FEEDING THE BEAST….What happens if you lower the cost of something? People buy more of it. What if you raise the cost? People buy less of it.
So: what happens if the federal government reduces taxes and runs a deficit — thus lowering the “cost” of government? People will “buy” more government.
This actually makes a strange kind of sense — if there are no additional taxes to cause you pain, why shouldn’t you support big government? — and William Niskanen, the chairman of the Cato Institute, says he now has research to back this up:
Niskanen recently analyzed data from 1981 to 2005 and found….”no sign that deficits have ever acted as a constraint on spending.” To the contrary: judging by the last twenty-five years (plenty of time for a fair test), a tax cut of 1 percent of the GDP increases the rate of spending growth by about 0.15 percent of the GDP a year.
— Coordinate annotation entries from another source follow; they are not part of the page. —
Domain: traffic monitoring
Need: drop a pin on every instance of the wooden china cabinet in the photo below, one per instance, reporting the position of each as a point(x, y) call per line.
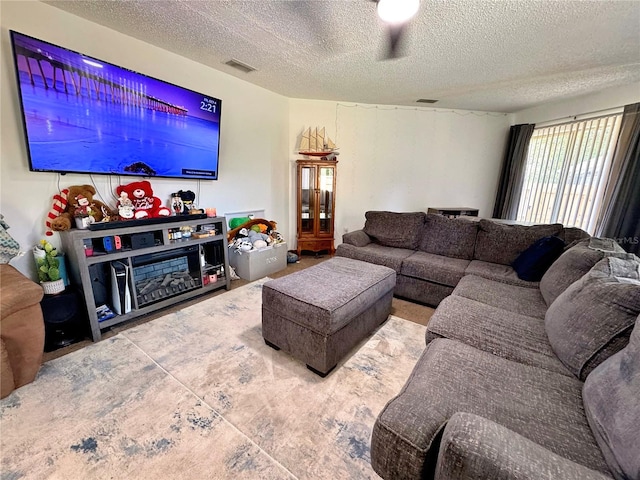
point(316, 186)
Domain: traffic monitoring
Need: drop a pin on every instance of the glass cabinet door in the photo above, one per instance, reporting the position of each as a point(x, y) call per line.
point(325, 186)
point(307, 197)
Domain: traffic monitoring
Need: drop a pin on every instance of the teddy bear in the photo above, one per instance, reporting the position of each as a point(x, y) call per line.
point(125, 207)
point(76, 201)
point(145, 205)
point(188, 198)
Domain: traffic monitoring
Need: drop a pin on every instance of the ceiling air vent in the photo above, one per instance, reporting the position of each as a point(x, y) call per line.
point(240, 66)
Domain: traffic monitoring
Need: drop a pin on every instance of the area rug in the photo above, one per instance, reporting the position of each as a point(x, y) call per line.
point(197, 394)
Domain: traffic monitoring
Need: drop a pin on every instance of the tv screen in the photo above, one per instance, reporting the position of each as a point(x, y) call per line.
point(83, 115)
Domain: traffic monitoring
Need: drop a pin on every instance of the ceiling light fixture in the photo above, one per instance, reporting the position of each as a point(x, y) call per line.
point(397, 11)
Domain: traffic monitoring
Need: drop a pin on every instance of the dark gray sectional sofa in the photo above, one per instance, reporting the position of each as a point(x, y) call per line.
point(431, 253)
point(519, 380)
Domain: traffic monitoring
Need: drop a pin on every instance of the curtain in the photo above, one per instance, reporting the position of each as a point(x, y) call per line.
point(512, 175)
point(620, 219)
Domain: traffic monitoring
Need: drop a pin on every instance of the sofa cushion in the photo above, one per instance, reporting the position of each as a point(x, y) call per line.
point(375, 253)
point(452, 377)
point(571, 266)
point(610, 396)
point(473, 447)
point(498, 273)
point(512, 298)
point(592, 319)
point(434, 268)
point(509, 335)
point(532, 264)
point(573, 234)
point(502, 243)
point(451, 237)
point(391, 229)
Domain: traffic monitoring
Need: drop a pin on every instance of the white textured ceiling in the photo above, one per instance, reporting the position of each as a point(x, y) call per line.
point(500, 56)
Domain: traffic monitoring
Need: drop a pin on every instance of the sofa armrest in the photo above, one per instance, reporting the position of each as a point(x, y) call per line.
point(357, 238)
point(473, 447)
point(17, 291)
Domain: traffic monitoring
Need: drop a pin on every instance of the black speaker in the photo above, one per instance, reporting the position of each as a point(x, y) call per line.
point(65, 320)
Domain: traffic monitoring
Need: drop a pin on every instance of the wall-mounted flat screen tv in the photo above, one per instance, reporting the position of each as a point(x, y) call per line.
point(83, 115)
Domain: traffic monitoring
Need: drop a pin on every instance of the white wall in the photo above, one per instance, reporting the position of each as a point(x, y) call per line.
point(606, 99)
point(403, 159)
point(254, 127)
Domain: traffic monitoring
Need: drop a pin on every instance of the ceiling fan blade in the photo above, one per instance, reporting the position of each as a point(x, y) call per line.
point(395, 47)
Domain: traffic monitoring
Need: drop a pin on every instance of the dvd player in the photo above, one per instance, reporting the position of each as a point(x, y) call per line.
point(146, 221)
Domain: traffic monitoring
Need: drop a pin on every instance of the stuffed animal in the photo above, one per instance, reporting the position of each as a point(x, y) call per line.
point(58, 207)
point(145, 205)
point(259, 240)
point(188, 198)
point(68, 197)
point(125, 207)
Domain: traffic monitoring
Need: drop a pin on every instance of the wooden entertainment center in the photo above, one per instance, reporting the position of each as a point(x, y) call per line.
point(128, 269)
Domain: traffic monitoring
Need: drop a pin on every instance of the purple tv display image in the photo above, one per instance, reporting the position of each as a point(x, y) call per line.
point(83, 115)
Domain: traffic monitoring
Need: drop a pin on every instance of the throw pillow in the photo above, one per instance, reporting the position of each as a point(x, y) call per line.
point(451, 237)
point(502, 243)
point(391, 229)
point(592, 319)
point(610, 395)
point(532, 264)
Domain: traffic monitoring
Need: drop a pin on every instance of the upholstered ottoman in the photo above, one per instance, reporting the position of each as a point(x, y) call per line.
point(320, 313)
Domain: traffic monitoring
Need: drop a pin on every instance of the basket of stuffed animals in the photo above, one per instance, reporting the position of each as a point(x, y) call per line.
point(256, 249)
A comparable tax hike reduces spending growth by the same amount.
….”I would like to be proven wrong,” says Niskanen. No wonder: for the modern conservative coalition, the implications of his findings are discomfiting, and in a sense tragic.
In other words, “starve the beast” doesn’t work. If you cut taxes, all you do is encourage additional spending.
The article quoted is in the June issue of The Atlantic Monthly, which as of yesterday was not on our local newsstands.